As a convenience for everyone, we can add our target to dev/BUILD.bazel
, in the write_all_generated
rule:
# dev/BUILD.bazel write_source_files( name = "write_all_generated", additional_update_targets = [ "//lib/codeintel/lsif/protocol:write_symbol_kind", # ... # We add this: "//cmd/frontend/internal/guardrails/dotcom:write_genql_yaml", ], )
Now when anyone wants to run our generators, all they have to do is to execute:
$ bazel run //dev:write_all_generated
What happens if the outputs gets outdated?
The macro write_generated_to_source_files
, doesn't just wrap a few details about copying files back to the source tree, it also creates test targets that ensure that our file is correct.
Let's add a dumb change to pretend the file on disk is out of sync with the generated file:
# operations.go // Code generated by github.com/Khan/genqlient, DO NOT EDIT. package dotcom // FOOBAR FOOBAR FOOBAR
And now we can test the :write_genql_yaml_tests
target, which is created for us by the write_generated_to_source_files
macro.
$ bazel test cmd/frontend/internal/guardrails/dotcom:write_genql_yaml_tests INFO: Analyzed target //cmd/frontend/internal/guardrails/dotcom:write_genql_yaml_test (0 packages loaded, 0 targets configured).

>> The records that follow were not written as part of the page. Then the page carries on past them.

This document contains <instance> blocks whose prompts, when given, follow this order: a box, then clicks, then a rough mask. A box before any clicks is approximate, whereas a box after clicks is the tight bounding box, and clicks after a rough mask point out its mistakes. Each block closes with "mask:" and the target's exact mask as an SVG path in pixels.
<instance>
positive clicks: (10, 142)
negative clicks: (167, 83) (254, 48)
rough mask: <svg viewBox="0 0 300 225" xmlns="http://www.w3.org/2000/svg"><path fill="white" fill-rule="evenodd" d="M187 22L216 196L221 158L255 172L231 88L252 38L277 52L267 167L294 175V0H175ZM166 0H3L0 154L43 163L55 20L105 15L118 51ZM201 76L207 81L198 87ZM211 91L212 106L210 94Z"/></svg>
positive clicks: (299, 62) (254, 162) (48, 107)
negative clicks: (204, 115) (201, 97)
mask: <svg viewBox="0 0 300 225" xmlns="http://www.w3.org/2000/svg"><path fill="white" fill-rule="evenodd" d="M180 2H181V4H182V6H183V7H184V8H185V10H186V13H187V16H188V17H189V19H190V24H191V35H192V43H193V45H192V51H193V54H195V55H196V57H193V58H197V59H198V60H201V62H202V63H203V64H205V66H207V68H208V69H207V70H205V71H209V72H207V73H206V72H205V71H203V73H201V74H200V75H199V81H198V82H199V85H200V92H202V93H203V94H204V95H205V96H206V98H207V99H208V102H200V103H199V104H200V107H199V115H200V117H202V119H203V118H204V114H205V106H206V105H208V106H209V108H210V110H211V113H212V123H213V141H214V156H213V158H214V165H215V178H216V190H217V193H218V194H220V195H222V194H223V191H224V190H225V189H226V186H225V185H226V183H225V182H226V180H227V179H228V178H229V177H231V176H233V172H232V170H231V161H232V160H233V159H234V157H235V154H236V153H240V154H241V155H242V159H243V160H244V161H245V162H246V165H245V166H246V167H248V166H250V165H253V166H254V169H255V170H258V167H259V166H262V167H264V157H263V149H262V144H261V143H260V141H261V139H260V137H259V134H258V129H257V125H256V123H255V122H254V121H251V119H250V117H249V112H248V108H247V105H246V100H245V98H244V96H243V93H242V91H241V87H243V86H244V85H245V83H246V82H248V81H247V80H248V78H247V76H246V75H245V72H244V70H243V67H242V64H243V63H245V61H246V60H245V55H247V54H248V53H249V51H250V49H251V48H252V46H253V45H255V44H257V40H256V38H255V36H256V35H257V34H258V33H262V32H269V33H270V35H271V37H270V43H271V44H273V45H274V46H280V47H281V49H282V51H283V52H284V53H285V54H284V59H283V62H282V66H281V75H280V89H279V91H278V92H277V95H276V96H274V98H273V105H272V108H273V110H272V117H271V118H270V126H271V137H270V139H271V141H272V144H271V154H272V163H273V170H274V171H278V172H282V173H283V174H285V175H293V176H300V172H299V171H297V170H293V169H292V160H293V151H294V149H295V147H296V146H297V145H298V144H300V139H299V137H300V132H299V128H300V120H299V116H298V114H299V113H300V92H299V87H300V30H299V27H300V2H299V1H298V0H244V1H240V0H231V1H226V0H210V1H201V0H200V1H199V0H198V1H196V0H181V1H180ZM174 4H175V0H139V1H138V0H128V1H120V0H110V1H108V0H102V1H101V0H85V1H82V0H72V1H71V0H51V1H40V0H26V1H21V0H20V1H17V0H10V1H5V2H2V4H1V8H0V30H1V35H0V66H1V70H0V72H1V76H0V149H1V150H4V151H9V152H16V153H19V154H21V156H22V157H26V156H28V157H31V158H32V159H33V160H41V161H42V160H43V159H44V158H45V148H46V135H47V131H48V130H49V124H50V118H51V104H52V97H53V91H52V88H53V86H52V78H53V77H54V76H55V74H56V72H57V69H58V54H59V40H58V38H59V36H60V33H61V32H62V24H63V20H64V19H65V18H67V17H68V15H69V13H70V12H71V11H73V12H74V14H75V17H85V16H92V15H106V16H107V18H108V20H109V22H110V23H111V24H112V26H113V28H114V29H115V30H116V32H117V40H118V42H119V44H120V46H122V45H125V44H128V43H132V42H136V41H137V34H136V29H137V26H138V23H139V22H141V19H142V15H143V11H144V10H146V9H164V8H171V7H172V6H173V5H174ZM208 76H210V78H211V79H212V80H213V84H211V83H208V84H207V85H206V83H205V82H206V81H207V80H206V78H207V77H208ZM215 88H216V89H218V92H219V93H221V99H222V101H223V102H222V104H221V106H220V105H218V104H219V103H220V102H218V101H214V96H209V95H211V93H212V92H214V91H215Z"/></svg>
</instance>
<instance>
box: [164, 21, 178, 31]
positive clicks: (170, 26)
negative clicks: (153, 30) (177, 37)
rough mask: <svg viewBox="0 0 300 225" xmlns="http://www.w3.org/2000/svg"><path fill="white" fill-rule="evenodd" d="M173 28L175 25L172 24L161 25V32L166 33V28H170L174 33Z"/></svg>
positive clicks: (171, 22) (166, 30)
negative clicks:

INFO: Found 1 test target... FAIL: //cmd/frontend/internal/guardrails/dotcom:write_genql_yaml_test (see /private/var/tmp/_bazel_tech/0812c8e6e121162f0d18a505d289a8d2/execroot/__main__/bazel-out/darwin_arm64-fastbuild/testlogs/cmd/frontend/internal/guardrails/dotcom/wri te_genql_yaml_test/test.log) INFO: From Testing //cmd/frontend/internal/guardrails/dotcom:write_genql_yaml_test: ==================== Test output for //cmd/frontend/internal/guardrails/dotcom:write_genql_yaml_test: 3c3 < package dotcom --- > package dotcom // FOOBAR FOOBAR FOOBAR FAIL: files "cmd/frontend/internal/guardrails/dotcom/write_genql_yaml_copy/_operations.go" and "cmd/frontend/internal/guardrails/dotcom/operations.go" differ. @//cmd/frontend/internal/guardrails/dotcom:operations.go is out of date. To update this and other generated files, run: bazel run @//dev:write_all_generated To update *only* this file, run: bazel run //cmd/frontend/internal/guardrails/dotcom:write_genql_yaml ================================================================================ Target //cmd/frontend/internal/guardrails/dotcom:write_genql_yaml_test up-to-date: bazel-bin/cmd/frontend/internal/guardrails/dotcom/write_genql_yaml_test-test.sh INFO: Elapsed time: 0.232s, Critical Path: 0.07s INFO: 2 processes: 1 internal, 1 darwin-sandbox. //cmd/frontend/internal/guardrails/dotcom:write_genql_yaml_test FAILED in 0.1s /private/var/tmp/_bazel_tech/0812c8e6e121162f0d18a505d289a8d2/execroot/__main__/bazel-out/darwin_arm64-fastbuild/testlogs/cmd/frontend/internal/guardrails/dotcom/write_genql_yaml_test/test.log Executed 1 out of 1 test: 1 fails locally. INFO: Build completed, 1 test FAILED, 2 total actions
Right, we see our newly added FOOBAR
comment, and Bazel picks that up. Please note that we don't have to remember the name of that target, we could simply run bazel test //cmd/frontend/internal/guardrails/...
to get the same results (along with a few other tests).
💡 This is how the CI works, it simply runs
bazel test //...
so it will automatically catch any target getting out of sync.